I’m not sure it’s that uncommon in many parts of country. I would say most schools in our city fit the criteria. My Ds went to title one schools all the way through. In middle school and HS the title one schools they attended also housed the best academic magnets. I think the biggest thing is the relative offerings, as in if the school doesn’t offer AP classes, you won’t be penalized for not taking them but you can have a rigorous education at a Title 1 school.

If you attend a Title I school, your academic achievements will be taken in that context, and a 27 in a school where the average is 17 is as good as a 34 in a school where the average is 27. But if your family can afford to be full pay, colleges will wonder about the disconnect (ie., are you one of these kids whose family lost everything in the 2008 financial crisis but who held onto the kid’s college fund?)

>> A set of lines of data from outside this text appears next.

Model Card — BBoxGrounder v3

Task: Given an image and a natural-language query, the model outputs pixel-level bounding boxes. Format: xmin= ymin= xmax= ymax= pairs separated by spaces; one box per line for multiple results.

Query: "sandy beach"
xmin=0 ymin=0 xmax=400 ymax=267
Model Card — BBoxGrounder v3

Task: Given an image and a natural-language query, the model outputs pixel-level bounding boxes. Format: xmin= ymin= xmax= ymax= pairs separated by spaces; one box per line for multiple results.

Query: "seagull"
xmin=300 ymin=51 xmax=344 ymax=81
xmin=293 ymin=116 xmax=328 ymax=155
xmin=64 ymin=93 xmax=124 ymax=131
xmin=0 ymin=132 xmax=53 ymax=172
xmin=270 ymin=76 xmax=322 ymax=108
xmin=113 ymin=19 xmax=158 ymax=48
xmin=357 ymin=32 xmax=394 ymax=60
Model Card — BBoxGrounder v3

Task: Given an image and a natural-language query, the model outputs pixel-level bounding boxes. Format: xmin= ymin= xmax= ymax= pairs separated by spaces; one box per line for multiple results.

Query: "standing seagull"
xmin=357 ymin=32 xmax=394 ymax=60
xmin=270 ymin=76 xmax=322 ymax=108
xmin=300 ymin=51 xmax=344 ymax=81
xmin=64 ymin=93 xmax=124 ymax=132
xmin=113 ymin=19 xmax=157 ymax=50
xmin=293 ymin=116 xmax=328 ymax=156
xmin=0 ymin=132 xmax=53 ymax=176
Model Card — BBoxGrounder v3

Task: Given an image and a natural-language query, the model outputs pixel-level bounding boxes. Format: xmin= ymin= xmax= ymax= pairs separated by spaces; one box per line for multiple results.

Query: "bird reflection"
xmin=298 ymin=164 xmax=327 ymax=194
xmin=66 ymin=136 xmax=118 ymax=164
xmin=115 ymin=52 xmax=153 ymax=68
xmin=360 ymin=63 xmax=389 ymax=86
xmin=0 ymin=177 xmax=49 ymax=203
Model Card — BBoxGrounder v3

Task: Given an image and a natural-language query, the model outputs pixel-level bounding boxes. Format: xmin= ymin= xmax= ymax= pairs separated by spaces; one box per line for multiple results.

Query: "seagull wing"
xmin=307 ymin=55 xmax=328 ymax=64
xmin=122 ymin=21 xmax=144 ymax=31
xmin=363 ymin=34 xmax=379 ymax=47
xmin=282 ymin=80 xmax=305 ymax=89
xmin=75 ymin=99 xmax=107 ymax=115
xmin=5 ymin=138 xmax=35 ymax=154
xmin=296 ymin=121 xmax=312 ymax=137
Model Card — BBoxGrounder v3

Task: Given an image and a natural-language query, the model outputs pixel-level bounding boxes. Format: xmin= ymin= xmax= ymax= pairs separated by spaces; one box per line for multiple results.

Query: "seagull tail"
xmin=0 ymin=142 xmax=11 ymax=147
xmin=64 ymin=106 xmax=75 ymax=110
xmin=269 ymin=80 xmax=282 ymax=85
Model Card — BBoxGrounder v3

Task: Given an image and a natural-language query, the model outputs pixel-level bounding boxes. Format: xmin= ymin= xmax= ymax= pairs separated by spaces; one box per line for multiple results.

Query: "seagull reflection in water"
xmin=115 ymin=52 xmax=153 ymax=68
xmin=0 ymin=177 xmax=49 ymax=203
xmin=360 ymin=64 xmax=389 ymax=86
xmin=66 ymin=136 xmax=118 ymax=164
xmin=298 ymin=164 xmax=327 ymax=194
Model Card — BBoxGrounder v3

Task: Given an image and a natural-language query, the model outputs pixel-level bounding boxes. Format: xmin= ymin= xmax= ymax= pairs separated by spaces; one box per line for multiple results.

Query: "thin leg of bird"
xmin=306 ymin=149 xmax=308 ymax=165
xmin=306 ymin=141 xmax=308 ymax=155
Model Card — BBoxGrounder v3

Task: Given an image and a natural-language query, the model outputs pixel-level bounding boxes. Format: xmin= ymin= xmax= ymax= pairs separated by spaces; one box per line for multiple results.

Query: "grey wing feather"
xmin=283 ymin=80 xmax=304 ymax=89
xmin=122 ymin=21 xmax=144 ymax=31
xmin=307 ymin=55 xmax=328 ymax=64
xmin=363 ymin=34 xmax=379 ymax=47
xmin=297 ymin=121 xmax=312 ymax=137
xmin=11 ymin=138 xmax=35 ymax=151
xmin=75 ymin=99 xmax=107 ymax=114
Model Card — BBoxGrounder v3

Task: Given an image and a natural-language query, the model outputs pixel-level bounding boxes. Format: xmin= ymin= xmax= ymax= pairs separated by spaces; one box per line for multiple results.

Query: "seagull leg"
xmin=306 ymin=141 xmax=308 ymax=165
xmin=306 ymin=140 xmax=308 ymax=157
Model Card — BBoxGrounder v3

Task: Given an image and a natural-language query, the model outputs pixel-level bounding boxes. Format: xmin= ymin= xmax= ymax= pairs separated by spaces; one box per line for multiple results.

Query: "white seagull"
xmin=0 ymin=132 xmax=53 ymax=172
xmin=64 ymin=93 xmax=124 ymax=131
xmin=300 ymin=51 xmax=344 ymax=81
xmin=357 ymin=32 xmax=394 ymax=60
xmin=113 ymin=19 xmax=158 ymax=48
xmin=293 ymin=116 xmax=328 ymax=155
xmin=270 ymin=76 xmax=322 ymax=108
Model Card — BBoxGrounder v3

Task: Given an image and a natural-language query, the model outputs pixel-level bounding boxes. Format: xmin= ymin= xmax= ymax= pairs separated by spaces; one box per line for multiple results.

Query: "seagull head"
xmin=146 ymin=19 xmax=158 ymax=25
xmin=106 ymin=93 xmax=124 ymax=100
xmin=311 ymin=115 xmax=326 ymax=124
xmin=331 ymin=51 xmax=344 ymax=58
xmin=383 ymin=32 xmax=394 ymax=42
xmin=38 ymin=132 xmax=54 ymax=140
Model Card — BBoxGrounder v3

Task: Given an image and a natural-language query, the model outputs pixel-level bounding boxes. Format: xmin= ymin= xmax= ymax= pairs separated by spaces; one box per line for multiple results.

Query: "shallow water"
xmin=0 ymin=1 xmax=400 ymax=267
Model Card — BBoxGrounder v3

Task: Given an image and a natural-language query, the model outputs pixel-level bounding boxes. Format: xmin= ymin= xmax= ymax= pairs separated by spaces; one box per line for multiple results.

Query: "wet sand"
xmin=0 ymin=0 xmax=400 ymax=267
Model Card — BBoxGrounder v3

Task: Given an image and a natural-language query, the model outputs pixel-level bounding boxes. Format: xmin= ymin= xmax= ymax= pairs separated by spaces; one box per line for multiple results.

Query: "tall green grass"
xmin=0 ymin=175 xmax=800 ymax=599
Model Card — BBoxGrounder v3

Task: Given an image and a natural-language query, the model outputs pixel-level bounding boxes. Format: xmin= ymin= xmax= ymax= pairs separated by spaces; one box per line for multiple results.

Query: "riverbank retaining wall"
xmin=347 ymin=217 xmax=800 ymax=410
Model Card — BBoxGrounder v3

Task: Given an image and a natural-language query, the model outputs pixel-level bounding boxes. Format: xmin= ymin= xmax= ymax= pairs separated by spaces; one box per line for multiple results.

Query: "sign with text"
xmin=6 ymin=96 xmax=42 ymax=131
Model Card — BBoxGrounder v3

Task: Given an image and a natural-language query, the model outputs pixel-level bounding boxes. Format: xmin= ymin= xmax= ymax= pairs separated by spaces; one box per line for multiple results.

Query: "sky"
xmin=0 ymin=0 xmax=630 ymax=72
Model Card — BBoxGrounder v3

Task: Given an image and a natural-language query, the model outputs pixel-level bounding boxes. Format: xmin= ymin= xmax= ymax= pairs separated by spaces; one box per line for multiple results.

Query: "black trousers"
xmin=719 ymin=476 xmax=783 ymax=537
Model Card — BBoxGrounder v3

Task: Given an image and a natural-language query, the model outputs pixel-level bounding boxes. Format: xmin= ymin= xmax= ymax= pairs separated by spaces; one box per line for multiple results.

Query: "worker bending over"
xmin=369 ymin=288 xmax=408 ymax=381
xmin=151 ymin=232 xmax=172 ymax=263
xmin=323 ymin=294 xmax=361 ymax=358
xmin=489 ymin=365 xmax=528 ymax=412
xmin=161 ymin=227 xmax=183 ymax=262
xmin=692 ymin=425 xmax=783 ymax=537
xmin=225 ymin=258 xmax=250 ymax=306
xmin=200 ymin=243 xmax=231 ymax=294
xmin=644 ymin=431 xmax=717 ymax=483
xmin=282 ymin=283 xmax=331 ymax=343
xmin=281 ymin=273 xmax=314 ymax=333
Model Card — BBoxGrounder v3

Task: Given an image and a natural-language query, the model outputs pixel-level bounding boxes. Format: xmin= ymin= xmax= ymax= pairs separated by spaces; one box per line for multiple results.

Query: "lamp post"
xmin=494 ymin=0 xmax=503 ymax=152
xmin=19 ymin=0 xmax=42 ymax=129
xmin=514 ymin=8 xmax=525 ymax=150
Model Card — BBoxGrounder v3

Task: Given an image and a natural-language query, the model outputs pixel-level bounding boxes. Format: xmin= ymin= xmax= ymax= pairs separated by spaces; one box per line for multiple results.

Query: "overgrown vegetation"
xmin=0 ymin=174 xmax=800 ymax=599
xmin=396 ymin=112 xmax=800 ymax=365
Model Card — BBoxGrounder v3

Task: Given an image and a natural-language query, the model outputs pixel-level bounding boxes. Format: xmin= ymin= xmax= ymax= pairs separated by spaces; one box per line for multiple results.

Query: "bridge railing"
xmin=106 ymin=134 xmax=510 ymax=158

To illustrate the dilemma universities confront: (1) they will view that 27 ACT score with favor, when the secondary school’s average SAT result is a 17, but (2) they also have to be reasonably certain the applicant can succeed in an academically fast-past (and sometimes highly competitive) undergraduate environment. That’s why things like recommendations are quite important.

^many top-flight universities offer a 6 or 7-week intensive program in the summer for kids who come from lower performing schools and have shown they have the intelligence to succeed academically but whom the universities know didn’t receive the necessary rigor of curriculum.

@MYOS1634‌ (re post #7): Yes, and that’s great for these students, but: (a) not all colleges and universities do so and (b) I have never been convinced that two intensive months can remotely substitute for years, not only in the classroom but in the broader world of learning. To be clear, I want these kids in our best universities – for their benefit, and the institution’s, and their classmates,’ and their instructors,’ and our nation’s – but I understand the dilemma faced by admissions personnel.

The programs mostly “bridge” the cultural divide and make sure students know where to find help and don’t hesitate to ask for it. The programs heavily involve reading/writing and provide the type of information kids whose parents have been to college (or speak English natively) would take for granted. The adjustement tends to be tough in any case, but kids with high GPAs from low performing schools do better if they attend the most selective schools than if they attend the less selective ones, and much better than in community college, due to a combination of greater resources + different cultural expectations.
But, yes, it’s tough to discern. A key criterion would be “who will tough it out? who will give up because it’s so destabilizing?”

@MYOS1634: Thank you, this was valuable to me. Life is a L O N G marathon and these great kids – with every bit as much potential as their upper middle-class peers – need to be nurtured. We truly need them, in my opinion.